Budgets for any film or TV production are under tight control and even the smallest delay can cause costs to escalate. It is therefore crucial to ensure reliable power and to mitigate the risk of disruptions, however minor. The remoteness of some shoot locations and the considerable power capacity filming demands means this isn’t always straightforward for many TV shows and film productions.
On-site, modular power creates flexibility that is vital to meeting the needs of production sets, as it is scalable and easily mobilised and presents no permanent impacts on the local environment. Modular power also enables some remote filming locations to become feasible – such as Game of Thrones’ sets in Northern Ireland, Malta and Croatia, where there are no or insufficient grid connections.
On-site power creates greater creative opportunities, and without it some of our favourite scenes would not be possible.
It plays a key role throughout the lifecycle of a TV and film production, from construction of the set to special effects. In 2009, the set of Harry Potter and the Half Blood Prince required a 10 MW power package – many times the MW needed to power a family home – and an 8 MW heating package to supply the stages and workspace areas at Leavesden Studios in London. Nearly 10 years later, films like Alice Through the Looking Glass or next year’s live-action remake of Beauty and the Beast, continue to face this high capacity demand.

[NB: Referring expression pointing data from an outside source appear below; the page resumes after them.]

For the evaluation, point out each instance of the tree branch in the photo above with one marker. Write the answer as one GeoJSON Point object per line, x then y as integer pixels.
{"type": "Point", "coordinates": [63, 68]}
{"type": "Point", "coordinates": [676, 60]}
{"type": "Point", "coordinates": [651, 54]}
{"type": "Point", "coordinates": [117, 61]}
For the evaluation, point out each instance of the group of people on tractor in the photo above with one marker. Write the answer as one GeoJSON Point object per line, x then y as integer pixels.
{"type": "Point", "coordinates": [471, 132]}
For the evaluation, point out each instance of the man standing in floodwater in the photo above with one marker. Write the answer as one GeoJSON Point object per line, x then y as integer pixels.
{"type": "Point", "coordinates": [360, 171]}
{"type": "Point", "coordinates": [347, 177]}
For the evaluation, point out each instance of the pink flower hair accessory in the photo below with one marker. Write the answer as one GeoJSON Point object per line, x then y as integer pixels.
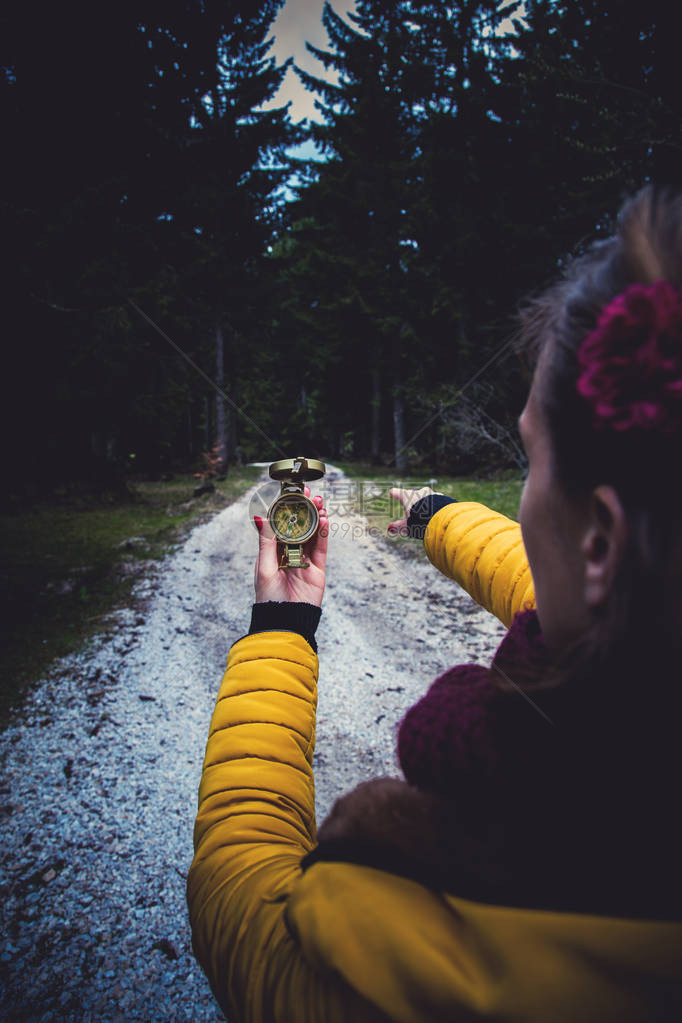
{"type": "Point", "coordinates": [631, 364]}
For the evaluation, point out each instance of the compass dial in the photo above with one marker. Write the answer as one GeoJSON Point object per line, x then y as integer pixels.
{"type": "Point", "coordinates": [293, 519]}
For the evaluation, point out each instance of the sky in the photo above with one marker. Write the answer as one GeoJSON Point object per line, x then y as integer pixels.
{"type": "Point", "coordinates": [298, 21]}
{"type": "Point", "coordinates": [301, 20]}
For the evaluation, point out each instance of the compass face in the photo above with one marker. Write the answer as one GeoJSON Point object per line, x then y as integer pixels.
{"type": "Point", "coordinates": [293, 519]}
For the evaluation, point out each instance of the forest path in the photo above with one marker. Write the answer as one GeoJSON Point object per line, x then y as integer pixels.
{"type": "Point", "coordinates": [100, 772]}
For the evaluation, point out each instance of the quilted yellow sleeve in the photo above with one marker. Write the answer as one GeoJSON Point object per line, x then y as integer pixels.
{"type": "Point", "coordinates": [256, 820]}
{"type": "Point", "coordinates": [483, 550]}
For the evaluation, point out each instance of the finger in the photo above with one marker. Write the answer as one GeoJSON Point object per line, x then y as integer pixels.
{"type": "Point", "coordinates": [404, 496]}
{"type": "Point", "coordinates": [318, 552]}
{"type": "Point", "coordinates": [267, 550]}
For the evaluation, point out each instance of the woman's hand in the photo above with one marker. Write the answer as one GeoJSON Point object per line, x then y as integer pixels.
{"type": "Point", "coordinates": [407, 498]}
{"type": "Point", "coordinates": [303, 585]}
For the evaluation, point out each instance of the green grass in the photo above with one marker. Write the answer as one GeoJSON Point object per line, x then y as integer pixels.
{"type": "Point", "coordinates": [67, 562]}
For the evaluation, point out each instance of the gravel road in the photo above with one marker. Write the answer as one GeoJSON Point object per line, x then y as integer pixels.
{"type": "Point", "coordinates": [101, 767]}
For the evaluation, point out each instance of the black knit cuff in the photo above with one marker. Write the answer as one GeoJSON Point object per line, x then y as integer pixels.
{"type": "Point", "coordinates": [289, 616]}
{"type": "Point", "coordinates": [422, 512]}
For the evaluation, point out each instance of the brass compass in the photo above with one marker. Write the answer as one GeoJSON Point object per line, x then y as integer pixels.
{"type": "Point", "coordinates": [293, 517]}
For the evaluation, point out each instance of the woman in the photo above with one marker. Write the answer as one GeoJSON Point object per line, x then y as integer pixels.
{"type": "Point", "coordinates": [529, 866]}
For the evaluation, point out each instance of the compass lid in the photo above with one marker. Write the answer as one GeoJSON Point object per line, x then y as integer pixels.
{"type": "Point", "coordinates": [298, 470]}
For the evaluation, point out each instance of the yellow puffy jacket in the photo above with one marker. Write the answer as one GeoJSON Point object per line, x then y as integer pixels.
{"type": "Point", "coordinates": [346, 942]}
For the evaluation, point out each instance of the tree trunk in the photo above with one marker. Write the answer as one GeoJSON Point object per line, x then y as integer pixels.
{"type": "Point", "coordinates": [376, 417]}
{"type": "Point", "coordinates": [207, 423]}
{"type": "Point", "coordinates": [221, 419]}
{"type": "Point", "coordinates": [399, 428]}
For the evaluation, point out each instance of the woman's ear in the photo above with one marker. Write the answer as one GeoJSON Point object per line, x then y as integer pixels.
{"type": "Point", "coordinates": [603, 544]}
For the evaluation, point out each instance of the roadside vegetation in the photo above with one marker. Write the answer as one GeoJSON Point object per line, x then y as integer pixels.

It is common for additional or supplementary power to be installed on movie sets, especially where a production requires significant generation capacity, perhaps to power extensive special effects equipment. On-site power not only alleviates pressure on the grid, but it also provides a reliable back-up that eliminates risk associated with relying entirely on the grid connection.
Our mantra on any project is ‘plan for the unexpected and back up the back-up’. We work with customers as far in advance of a new project as possible – to consult on feasibility, and identify and mitigate risks, to ensure that we design the most appropriate plan and have the opportunity to customise this where required. Mobilising equipment to a remote site on time often requires some creative planning and innovative thinking.
Live broadcasts in particular require extensive planning, including contingencies, to give directors and producers the confidence that the production will go on without any disruptions. Broadcasting live to millions of viewers, whether it’s on election night or a highly publicised charity event like the BBC’s Children in Need, already comes with many risks and continuous power generation should not be one of them.
Another consideration is fuel efficiency and ensuring generators do not de-rate as a result of high temperatures, or where possible, even using renewable hybrid systems. Again, planning ahead to see what works best for the project and in the environment is key.
Producers and directors are in a constant quest for increasingly dramatic scenes, set locations and special effects. They also demand reliable power, while keeping a close eye on costs and the environmental impact of their productions. Modular power is well suited to the unpredictability and changing needs of a production, and offers movie makers the peace of mind they need to get on with the shoot.